Packet Header Collection and Very Large Databases
Packet header collection can result in a very large database (VLDB) because packets come across Internet wires continuously at high speed. Even if the total throughput on a wire is small, the data grow and grow, so the database eventually gets large if collection continues. We collect packet headers on MHWire1, a wire that connects a Bell Labs network of 3000 hosts to the rest of the Internet. MHWire1 has just a trickle compared with the high throughput wires of Internet ISPs. But after one year of collection, our databases of 328 million TCP connection flows with 6866 million TCP/IP packet headers took up about 350 gigabytes. An Internet wire with 100 times the throughput of MHWire1 would reach the same size in about 3.6 days.
The success of analyzing Internet traffic data depends heavily on an ability to intensively analyze the traffic database in great detail. We need to explore the raw data in its full complexity; relying only on summaries is inadequate. We need to study packet-level processes taking many variables into account; studying only byte counts in equally spaced intervals is inadequate. Success in detailed, intensive analysis depends on the analyst's computing environment.
To cope with very large traffic databases, we developed S-Net a traffic measurement and analysis system that begins with packet header collection on network wires, and ends with data analysis on a cluster of linux PCs running S, a language and system for organizing, visualizing, and analyzing data. Packet capture employs a PC with Berkeley Unix, an altered Unix kernel to enhance performance, the program tcpdump. time-stamping based on GPS (Global Positioning System) clock discipline, and attention to packet drops. The compressed header files are moved to the cluster of linux PCs, which are linked by fast switches. Each PC has 1, 2 or 4 processors, 300 to 2000 megabytes of memory, and they all have large amounts of disk space. An algorithm then organizes the header information by TCP connection flow, and the flows are processed to create flow objects in S. Analysis is carried out in S. Flows and S flow objects are computed in parallel on all of the PC processors and are stored on the disks of all machines. S is run on high-end PCs with large amounts of memory. Each analyst has a low-end PC that stores that user's S directories. The analyst logs onto a high-end machine from the home machine to run S, mounting the home S directories as well as the directories across the cluster housing the S objects. In other words, each data analysis session is distributed across the cluster.
We have implemented S-Net-MH in the Bell Labs research facility in Murray, NJ. This is a family sedan with 6 PCs (1 with 4 processors, 1 with 2 processors, and 4 with 1 processor) linked with 100mb/s Ethernet. We have implemented S-Net-Helios, part of the Helios DARPA-funded project, a racing car with 5 PCs (2 with 4 processors and 3 with 2 processors) with three duals and a quad linked by 1 gb/s Ethernet and the two quads linked by a Lucent OLS 40G system (packet over SONET) at OC48 (2.5 gb/s).
S-Net has worked quite well.
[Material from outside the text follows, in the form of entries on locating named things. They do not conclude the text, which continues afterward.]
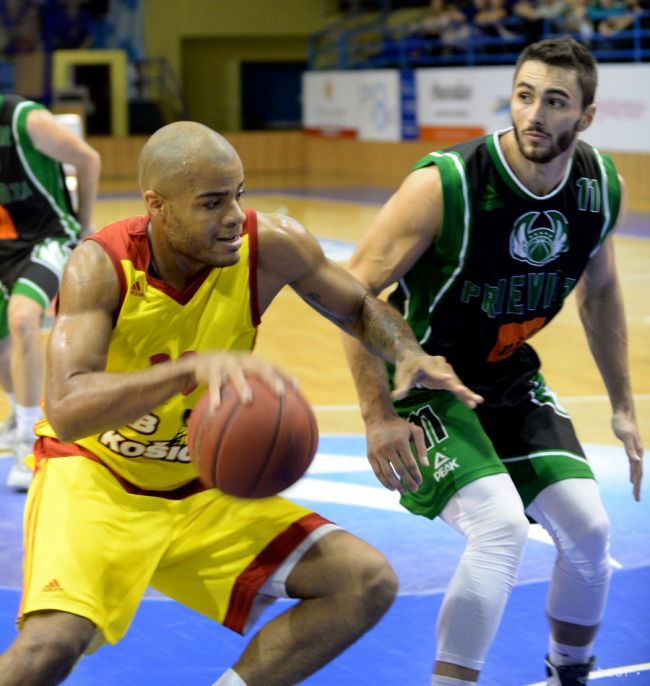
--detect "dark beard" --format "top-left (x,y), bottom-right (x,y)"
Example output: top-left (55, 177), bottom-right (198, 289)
top-left (512, 120), bottom-right (580, 164)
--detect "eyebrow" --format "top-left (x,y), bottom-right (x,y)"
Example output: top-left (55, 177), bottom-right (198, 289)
top-left (196, 181), bottom-right (244, 200)
top-left (515, 81), bottom-right (571, 98)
Because the PCs and switches can be inexpensive and linux is free, the cluster can have a low overall cost. The cluster architecture scales readily; in our case, PCs and disks have been added and replaced incrementally as our database has grown. The S flow objects vary according to the specific analysis tasks; each is designed to enhance computational performance and to make the S commands that carry out the analysis as simple as possible. S is well suited to the task of analyzing Internet traffic data; its elegant design, which won it the ACM Software System Award for 1999, allows very rapid development of new tools.
Flow Processing Tools
To convert from raw packet header files obtained by tcpdump to flow summary files and S/S-PLUS objects, we developed a set of tools based on shell and Perl scripts.